Where Are the Opportunities in Private Investing Today?

Where Are the Opportunities in Private Investing Today?

Over the past two years, the upheaval of the pandemic has resulted in seismic shifts to many areas of the investing landscape – that includes private markets. Private investments have long attracted savvy investors looking for the potential for returns that outpace the public markets. But what does the private investing environment look like today, and where are the opportunities that investors should be looking for? Below, John Geis and James Parr of Cresset Partners share their perspective on the current state of the private markets and what investors should be aware of:

So much has changed over the past two years as a result of the pandemic. What are some of the key drivers that are influencing your investing decisions today as compared to pre-COVID?

Geis: The pandemic has tested all businesses, but the experience has also underscored the importance of investing in resilient and durable businesses. So, our approach at Cresset Partners hasn’t fundamentally changed. That said, the pandemic affirmed our view as long-term investors that great people leading strong organizations with identifiable moats is, and always will be, paramount.

Parr: As John said, we have always been focused on non-cyclical industries that have long-term tailwinds supporting their future growth. That said, there are particular winners and losers within industries, which has put greater emphasis on strong management teams and nimble business models. For example, health care adapting telemedicine, or the supply chain effects on the logistics industry as a result of how people have changed their buying habits through the pandemic.

What are the industries that currently look most attractive to you from a private investment standpoint, and why?

Geis: Healthcare and wellness, food and beverage, and financial services are Cresset’s focus areas. All of these sectors exhibit the same fundamental building blocks: large and growing markets, less correlation to the broader market, fragmentation, and attractive profit margins. Of course, there are subsectors within each of those industries that are more or less appealing. The aperture of our investment mandate is open so that we can curate the highest-quality, risk-adjusted returns for our limited partners.

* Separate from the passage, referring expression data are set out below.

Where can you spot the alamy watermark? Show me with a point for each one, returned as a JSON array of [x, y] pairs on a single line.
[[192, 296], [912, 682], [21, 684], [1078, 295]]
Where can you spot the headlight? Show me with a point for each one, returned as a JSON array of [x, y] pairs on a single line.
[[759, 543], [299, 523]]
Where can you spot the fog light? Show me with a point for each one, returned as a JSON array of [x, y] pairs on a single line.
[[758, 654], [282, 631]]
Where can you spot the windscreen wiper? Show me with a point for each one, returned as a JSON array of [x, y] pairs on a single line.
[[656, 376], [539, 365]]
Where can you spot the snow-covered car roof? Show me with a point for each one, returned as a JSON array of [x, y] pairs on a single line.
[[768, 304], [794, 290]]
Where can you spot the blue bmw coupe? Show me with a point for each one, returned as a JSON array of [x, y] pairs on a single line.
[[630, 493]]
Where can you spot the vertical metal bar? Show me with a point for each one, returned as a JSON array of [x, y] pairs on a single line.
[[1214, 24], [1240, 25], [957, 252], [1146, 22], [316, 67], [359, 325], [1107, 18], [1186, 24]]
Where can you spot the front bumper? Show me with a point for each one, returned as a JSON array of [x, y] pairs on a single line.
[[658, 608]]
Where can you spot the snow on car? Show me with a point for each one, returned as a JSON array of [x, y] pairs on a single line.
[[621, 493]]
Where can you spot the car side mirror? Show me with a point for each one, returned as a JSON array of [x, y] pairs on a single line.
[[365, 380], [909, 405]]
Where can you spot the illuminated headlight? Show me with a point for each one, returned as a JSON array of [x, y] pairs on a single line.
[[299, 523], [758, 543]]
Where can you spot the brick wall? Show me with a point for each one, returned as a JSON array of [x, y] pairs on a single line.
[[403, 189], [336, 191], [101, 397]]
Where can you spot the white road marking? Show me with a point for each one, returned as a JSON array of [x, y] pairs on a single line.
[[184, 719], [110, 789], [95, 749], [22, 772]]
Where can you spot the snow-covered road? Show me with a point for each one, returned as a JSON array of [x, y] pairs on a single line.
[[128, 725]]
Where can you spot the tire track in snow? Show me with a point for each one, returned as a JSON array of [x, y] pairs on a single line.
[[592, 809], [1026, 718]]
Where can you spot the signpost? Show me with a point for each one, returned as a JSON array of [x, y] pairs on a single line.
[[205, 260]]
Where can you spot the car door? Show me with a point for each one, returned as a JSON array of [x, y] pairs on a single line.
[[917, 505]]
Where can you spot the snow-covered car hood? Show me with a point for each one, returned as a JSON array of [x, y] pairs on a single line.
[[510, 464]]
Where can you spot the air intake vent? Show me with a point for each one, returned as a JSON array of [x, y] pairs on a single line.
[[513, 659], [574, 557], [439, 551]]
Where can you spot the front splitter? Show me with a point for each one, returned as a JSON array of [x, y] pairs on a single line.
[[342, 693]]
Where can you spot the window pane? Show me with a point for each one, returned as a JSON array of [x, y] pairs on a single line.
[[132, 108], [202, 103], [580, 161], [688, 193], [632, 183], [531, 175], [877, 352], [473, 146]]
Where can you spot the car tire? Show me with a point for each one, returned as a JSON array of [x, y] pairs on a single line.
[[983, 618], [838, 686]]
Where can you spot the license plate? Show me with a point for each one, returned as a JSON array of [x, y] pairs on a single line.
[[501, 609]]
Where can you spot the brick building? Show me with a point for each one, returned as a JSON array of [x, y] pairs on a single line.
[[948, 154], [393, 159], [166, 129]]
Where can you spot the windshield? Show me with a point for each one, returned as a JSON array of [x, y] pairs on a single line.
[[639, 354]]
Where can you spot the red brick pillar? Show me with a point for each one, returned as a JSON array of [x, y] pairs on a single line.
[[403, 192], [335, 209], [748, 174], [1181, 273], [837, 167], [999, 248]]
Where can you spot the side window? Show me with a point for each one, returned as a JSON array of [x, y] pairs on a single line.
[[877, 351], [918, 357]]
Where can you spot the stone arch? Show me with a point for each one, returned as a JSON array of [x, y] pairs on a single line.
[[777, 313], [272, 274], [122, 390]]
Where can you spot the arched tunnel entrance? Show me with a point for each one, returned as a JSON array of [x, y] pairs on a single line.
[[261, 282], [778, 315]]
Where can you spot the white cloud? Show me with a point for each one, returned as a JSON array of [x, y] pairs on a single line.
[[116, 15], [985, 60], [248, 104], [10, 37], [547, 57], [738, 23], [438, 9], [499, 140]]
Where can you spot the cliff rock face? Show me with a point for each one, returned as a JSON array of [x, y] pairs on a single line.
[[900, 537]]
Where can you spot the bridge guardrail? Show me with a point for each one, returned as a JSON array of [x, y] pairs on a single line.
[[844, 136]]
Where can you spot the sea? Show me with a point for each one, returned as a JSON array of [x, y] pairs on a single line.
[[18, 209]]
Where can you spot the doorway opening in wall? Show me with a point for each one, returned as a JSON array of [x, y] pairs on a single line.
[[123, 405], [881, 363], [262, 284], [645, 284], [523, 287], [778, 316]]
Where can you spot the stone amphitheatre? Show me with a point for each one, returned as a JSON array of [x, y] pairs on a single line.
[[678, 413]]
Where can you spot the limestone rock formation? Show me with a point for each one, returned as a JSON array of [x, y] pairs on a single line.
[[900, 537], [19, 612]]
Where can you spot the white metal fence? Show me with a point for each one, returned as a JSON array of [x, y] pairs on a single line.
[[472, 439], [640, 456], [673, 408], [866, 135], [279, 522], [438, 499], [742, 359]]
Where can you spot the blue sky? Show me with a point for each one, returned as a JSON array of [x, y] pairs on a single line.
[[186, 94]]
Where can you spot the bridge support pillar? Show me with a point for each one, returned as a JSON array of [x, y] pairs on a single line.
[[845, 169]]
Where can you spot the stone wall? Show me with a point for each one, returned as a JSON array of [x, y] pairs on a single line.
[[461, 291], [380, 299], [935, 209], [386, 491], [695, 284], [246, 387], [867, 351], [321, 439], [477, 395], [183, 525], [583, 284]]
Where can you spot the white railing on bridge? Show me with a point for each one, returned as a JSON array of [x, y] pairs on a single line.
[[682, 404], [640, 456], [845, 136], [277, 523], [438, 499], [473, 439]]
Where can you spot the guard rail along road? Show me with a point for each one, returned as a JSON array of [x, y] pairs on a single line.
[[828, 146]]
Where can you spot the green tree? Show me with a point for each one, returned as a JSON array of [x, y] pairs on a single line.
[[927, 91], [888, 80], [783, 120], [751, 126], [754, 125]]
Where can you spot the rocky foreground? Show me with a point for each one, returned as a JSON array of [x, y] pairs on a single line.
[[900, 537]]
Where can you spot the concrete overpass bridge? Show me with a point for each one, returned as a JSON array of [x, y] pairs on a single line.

Parr: Further expanding on the industries that John references above, health care continues to be an attractive opportunity because of the massive amount of change and innovation happening. That disruption, such as rethinking value-based care, has spurred private companies to develop interesting new business models. Similarly, the pace of innovation in asset management, and the massive amount of wealth creation happening, makes certain firms within this sector appealing, particularly those that have the scale to constructively disrupt traditional ways of doing things.

What opportunities do private markets present that are less attainable through the public markets?

Geis: The trend has been for many companies to choose to stay private for longer periods of time, so there’s a substantial and growing universe of investable companies in the private markets. But, more important is the opportunity for lower middle market and middle market companies to access resources to grow and execute on their growth initiatives over longer time horizons. For a long-term investor, this is a fundamental advantage that can accrete significant value to shareholders.

Parr: Reduced exposure to market volatility and the ability to drive and structure attractive risk-adjusted returns is a key advantage of private investing. Also, private investing often offers the ability to exert more control and influence important decisions, such as serving on a board of directors, top-grading management teams, and adding additional resources. Finally, public markets constantly need to appeal to shareholders quarter after quarter, so they can be incentivized to have a short-term focus. Private investing is focused on longer-term returns and therefore can make meaningful investments to better position a company for future value creation.

How do you see the current private investing environment playing out? Where do you foresee the opportunities going forward?

Geis: I view the next 5-10 years as a continuation, albeit accelerated, of existing trends in private investing. There are a massive number of businesses that will continue to transact as a function of founding entrepreneurs retiring, which will result in continued consolidation of certain industries. There’s also a significant amount of private equity capital that will fuel M&A across the entire private company landscape. At Cresset Partners, we’re focused on investing in founder-owned businesses that have “crossed the chasm” in terms of the business’ size and scale. We’re open to minority recaps and minority growth investments in businesses like these, where we can bring significant experience and rigor to bear, but not directly compete with the thousands of private equity sponsors that traditionally desire control buyout transactions. We have observed that with the right partner aboard, founder-owned businesses can unlock tremendous value over a longer hold period.

Parr: Technology and innovation continue to accelerate. As the saying goes, the only constant is change. That change creates opportunities, and the key is to be able to identify and react quickly and thoughtfully to the changes happening across industries. Even disruptions such as increasing labor costs and production costs create opportunities for innovative businesses, such as the emergence of robotics and automation to supplement manual labor. Companies that embrace change and invest in growth will continue to be successful and attract the significant amount of private equity capital John mentioned above.

Clearly, there is a lot of opportunity. How does an investor new to the private markets get started?

Geis: There are a select number of wealth managers and RIAs with institutional-grade private markets investing expertise. I recommend working with a firm that offers access to high-quality direct opportunities where, over time, one can construct a diversified portfolio of private company positions. Alternatively, a private equity secondaries fund can be interesting for an investor with more limited liquidity.

Parr: Private markets are typically difficult for retail investors to access. However, as John noted, there are a select number of firms that have dedicated private investing teams with deep knowledge in the space, as opposed to firms that rely on a Rolodex of private funds.